La panique vient avec le mensonge. Elle atteint ceux qui se laissent tromper par des prévisions erronées, des conseils mal avisés, des modes excessives ; et pour qui, une fois les erreurs assumées, l’urgence reste de faire comme les autres mais, cette fois, dans l’autre sens.

Surtout : la panique n’est pas un dérèglement de l’économie de marché, mais sa substance même, un facteur déterminant de la croissance. C’est la panique, la peur de ne pas en être, qui fait que le consommateur se précipite sur l’objet à la mode ; que le travailleur s’accroche à un emploi sous-payé, par peur d’être laissé pour compte ; que l’épargnant se rue sur les produits qu’on lui recommande par peur de manquer une bonne affaire.

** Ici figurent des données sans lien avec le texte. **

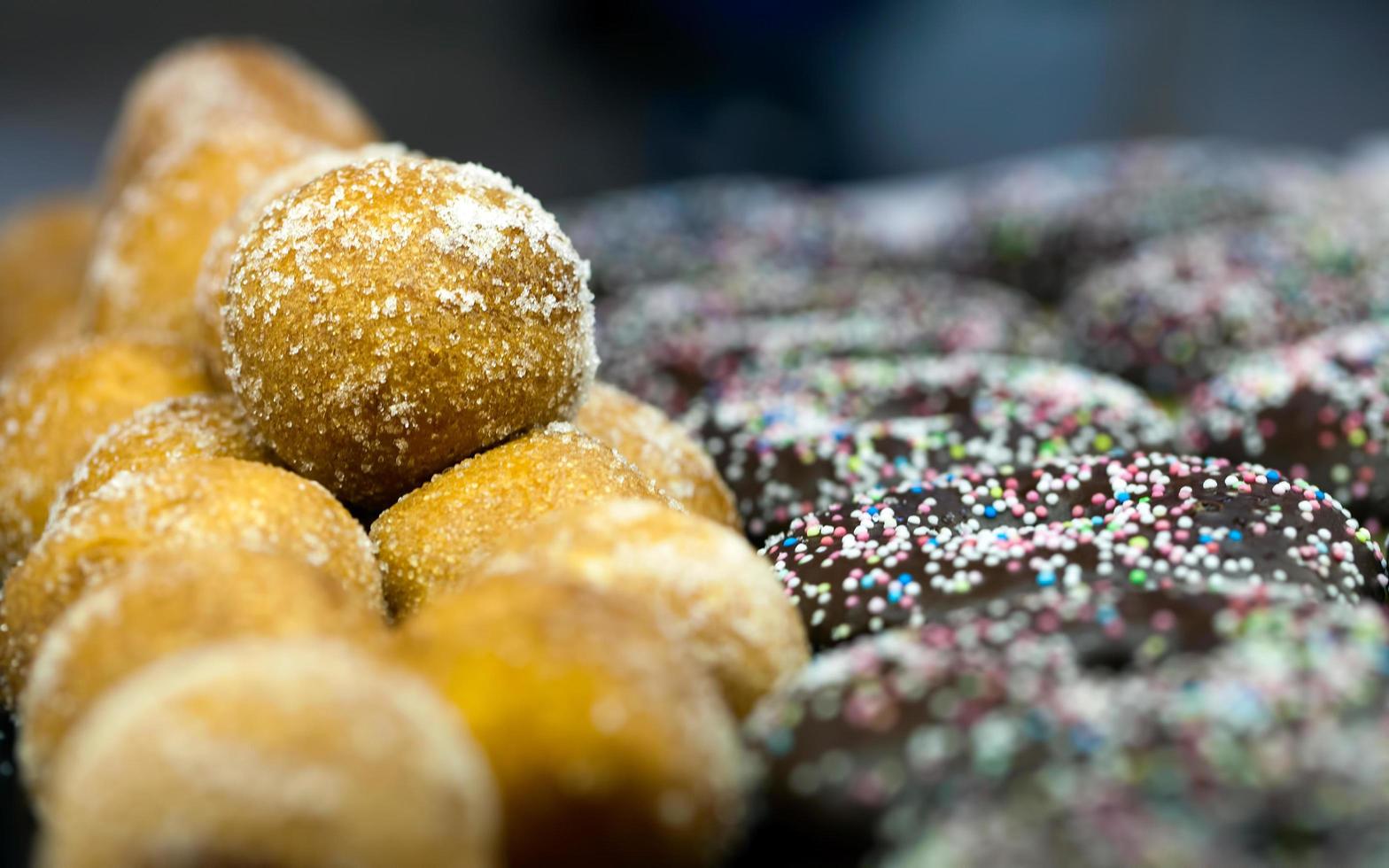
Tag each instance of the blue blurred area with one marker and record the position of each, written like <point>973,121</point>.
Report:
<point>578,96</point>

L’effet d’imitation et la dictature du consensus, autres noms de la panique, sont les véritables moteurs de l’économie de marché.

La globalisation des marchés lèvera les ultimes barrières à la propagation de la panique. La libération des échanges, des investissements et des mouvements financiers facilitera la transmission des mouvements de masse. Les nouvelles technologies y aideront aussi en augmentant la connexité des événements et la vitesse de transmission des informations, en uniformisant les évaluations des situations des marchés, en rendant universel l’usage de banques de données informatiques et de moteurs de recherche sur Internet. Enfin, la croissance sans frein des marchés financiers, dont la valeur dépasse désormais cent fois celle de l’économie réelle, fournit le carburant de l’euphorie et du désastre.

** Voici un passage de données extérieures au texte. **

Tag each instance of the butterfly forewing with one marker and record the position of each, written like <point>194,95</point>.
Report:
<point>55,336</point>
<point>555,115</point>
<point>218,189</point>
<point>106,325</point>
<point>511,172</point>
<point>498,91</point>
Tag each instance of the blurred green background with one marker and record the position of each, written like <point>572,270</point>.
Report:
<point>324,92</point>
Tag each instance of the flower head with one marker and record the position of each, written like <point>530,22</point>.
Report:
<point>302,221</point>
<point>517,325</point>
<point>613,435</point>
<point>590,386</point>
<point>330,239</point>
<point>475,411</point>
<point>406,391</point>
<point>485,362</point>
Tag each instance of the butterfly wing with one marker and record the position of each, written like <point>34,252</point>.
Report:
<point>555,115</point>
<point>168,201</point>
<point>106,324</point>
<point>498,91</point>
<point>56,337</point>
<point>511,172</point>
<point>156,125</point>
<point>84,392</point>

En économie comme en psychanalyse, comprendre constitue le premier pas vers la guérison… Il faut donc apprendre à vivre avec la panique, c’est-à-dire pour reprendre une métaphore à la mode dans la Silicon Valley apprendre à « surfer sur une avalanche ». D’autres démarches sont ensuite nécessaires :

Ne pas mentir sur l’état réel de l’économie. C’est en principe la mission des institutions internationales. Elles y ont failli. Il est urgent de les doter de beaucoup plus de moyens d’investigation et de prévention, au lieu de songer à leur confier des milliards de dollars à répartir quand il est trop tard. Et, aujourd’hui, ne pas mentir c’est dire que plusieurs pays d’Asie sont en situation de faillite virtuelle.

Organiser la mise en tutelle des pays les plus atteints avant de s’engager à les financer. Cela conduira à remettre en cause le principe de non-ingérence des institutions internationales et forcera à démocratiser leurs mécanismes de décision.

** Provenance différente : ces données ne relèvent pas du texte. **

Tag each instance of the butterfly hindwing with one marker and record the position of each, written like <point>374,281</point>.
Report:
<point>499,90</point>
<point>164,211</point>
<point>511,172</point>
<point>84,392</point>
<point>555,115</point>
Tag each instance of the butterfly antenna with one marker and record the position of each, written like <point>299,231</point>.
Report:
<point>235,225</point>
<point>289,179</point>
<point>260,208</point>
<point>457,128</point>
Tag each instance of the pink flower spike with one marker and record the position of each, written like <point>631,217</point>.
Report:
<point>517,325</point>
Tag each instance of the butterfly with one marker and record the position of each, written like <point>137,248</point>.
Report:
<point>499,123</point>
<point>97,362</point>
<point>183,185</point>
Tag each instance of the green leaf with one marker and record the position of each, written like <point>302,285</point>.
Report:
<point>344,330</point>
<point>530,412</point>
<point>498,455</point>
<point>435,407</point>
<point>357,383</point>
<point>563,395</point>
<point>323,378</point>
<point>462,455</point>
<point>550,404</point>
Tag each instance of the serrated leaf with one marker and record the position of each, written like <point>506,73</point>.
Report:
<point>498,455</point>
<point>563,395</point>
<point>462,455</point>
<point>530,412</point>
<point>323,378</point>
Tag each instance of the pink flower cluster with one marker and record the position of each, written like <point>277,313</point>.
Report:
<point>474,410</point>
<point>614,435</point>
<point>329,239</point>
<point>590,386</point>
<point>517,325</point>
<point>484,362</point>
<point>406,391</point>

Multiplier les pare-feu en disciplinant les libéralisations irréfléchies des échanges, en cloisonnant les marchés les plus volatils, en particulier les marchés de devises.

Répartir plus équitablement les risques et, en particulier, assurer aux organisations internationales des ressources propres, sous forme d’une taxe sur la spéculation internationale, permettant de faire financer les risques par ceux-là mêmes qui ont intérêt à leur réduction.

Lancer des paniques inverses, c’est-à-dire amorcer des mouvements économiques à contresens, par des investissements publics internationaux marquant la confiance de la collectivité mondiale dans son avenir à long terme. C’est le sens profond de ce que Keynes proposait pour un seul pays et qui serait aujourd’hui nécessaire à l’échelle de la planète.

Diversifier les comportements, c’est-à-dire promouvoir, sur les marchés comme dans la culture, l’esprit de contradiction, le goût de la différence, la curiosité pour la différence, pour qu’il devienne à la mode de ne pas être à la mode, malin d’acheter ce que les autres dédaignent, d’agir à contre-courant, de ne pas avoir peur de l’étranger.

Cela nous ramène aux sources : le dieu Pan, dont tout est parti, n’est pas seulement le dieu des troupeaux, mais aussi celui des bergers. A nous de cesser d’être moutons pour devenir guetteurs tranquilles, hospitaliers, hôtes du neuf.